Viscount Bryce is reported to have said that the American Negro in the first thirty years of his liberation made greater advance than was ever made by the Anglo-Saxon in a similar period. Twice thirty years have now passed, producing rapid changes in Negro life. It is fitting to inquire into the signs of that progress. The progress of a people cannot be set down in figures. We may reckon their wealth, but we cannot measure the struggles that secured their possessions. As one counts their schoolhouses and the children who go into them, as one works out the percentages of illiteracy and considers their alertness in learning to read, to write, and to figure, he may remember that these are only a part of their struggles upward from the dark caverns of ignorance. Counting the offices they hold, the votes they cast, and the participation they take in civic affairs is a very meager means of reckoning their progress in the habits of self-government. It is also impossible to picture the development from slave cabins to homes and families of culture and refinement.
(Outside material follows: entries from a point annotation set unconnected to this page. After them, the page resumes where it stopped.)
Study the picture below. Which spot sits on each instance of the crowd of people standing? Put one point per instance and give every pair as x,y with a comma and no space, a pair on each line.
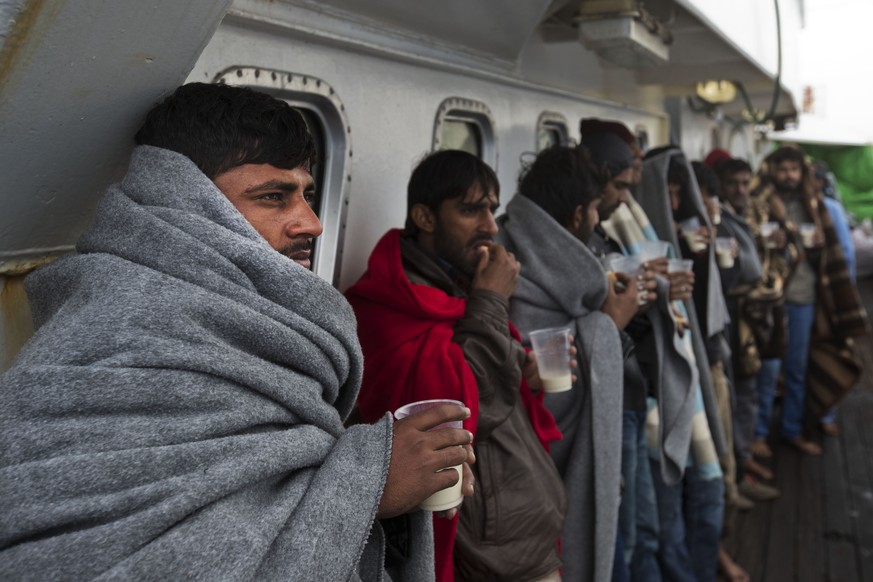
196,404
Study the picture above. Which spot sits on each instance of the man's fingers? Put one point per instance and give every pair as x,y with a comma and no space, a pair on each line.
447,477
467,488
484,258
437,415
448,439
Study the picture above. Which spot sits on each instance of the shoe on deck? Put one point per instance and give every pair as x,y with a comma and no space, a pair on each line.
805,446
830,428
760,448
759,470
741,502
758,491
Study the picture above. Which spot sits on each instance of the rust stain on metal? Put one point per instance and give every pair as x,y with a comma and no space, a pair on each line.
16,324
20,42
20,267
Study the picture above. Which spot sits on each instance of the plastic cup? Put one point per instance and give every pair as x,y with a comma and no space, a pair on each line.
652,249
677,265
552,348
768,228
630,266
807,234
450,497
689,228
724,251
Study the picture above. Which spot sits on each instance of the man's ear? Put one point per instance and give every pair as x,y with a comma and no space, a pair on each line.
423,218
578,218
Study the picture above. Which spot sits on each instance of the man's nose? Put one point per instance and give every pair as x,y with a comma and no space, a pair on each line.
302,220
489,224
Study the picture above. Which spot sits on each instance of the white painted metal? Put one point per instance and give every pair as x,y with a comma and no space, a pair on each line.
76,79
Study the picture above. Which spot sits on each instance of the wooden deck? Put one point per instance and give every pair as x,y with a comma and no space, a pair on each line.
821,528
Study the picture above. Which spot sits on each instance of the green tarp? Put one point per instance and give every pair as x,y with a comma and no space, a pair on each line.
853,168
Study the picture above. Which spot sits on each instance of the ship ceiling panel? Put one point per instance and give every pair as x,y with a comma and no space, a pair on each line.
487,27
75,82
699,54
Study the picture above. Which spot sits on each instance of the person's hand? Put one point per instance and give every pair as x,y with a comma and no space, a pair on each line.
621,302
649,284
682,322
818,239
531,369
497,271
704,237
778,239
659,266
681,285
418,455
466,487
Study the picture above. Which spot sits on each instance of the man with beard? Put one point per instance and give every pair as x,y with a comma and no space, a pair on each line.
738,281
562,284
179,412
433,312
819,286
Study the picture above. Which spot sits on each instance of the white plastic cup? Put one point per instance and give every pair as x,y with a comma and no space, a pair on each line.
807,234
652,249
689,228
724,251
552,348
680,265
450,497
768,228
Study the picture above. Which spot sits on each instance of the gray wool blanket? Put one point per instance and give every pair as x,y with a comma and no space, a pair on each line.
655,201
179,412
563,284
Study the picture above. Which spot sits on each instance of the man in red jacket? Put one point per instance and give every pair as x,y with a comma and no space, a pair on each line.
433,318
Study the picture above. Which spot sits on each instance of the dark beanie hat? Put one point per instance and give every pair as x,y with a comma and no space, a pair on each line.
609,150
594,125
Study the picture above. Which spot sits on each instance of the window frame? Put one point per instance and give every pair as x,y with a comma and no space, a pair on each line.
319,100
552,120
468,111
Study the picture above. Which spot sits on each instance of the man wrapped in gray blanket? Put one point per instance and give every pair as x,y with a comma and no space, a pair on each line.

These are positive signs, however, of the onward march of a people struggling up from serfdom towards freedom, from ignorance towards intelligence, from poverty towards competence, and from degradation towards the place where one of the world's great statesmen acknowledges that the rapidity of their progress has outstripped that of his own people. The circumstances have, of course, been unique. Negroes have lived among most aggressive and progressive neighbors. The strongest political power was thrown into the scales to raise them from the status of slaves to that of legal freedmen. As Negroes had been the main labor dependence of the South, when slave labor was no longer legal, their labor was then in demand on a wage basis. It is true that the wages were often meager, and the conditions of life on the plantation were sometimes little removed from previous conditions. It cannot be denied, furthermore, that the freedmen were shut out from many of the higher avenues of employment and that discriminations of many kinds were practiced against them. But ere the smoke of the Civil War had cleared away, missionary teachers, evangels they were, opened schoolhouses and set before the freedmen, not only the rudiments of knowledge, but examples of clean living, high thinking, and brotherly cooperation. There is no brighter page in the history of Christian missions than the work and devotion of these teachers.

But no matter what the surroundings were or what encouragement they have had, unless there had been inherent in the Negro people large capacities, unbounded aspirations and a willingness to work, there never would have been such progress in sixty years. Starting as they did with meager resources in wealth and in intelligence, they entered the paths of freedom with their faces set toward the rising sun of progress and their hearts singing hopeful songs of reward. To paraphrase what Frederick Douglass once said of himself, Negroes should be considered, not by the heights they have reached, but by the depths from which they have come.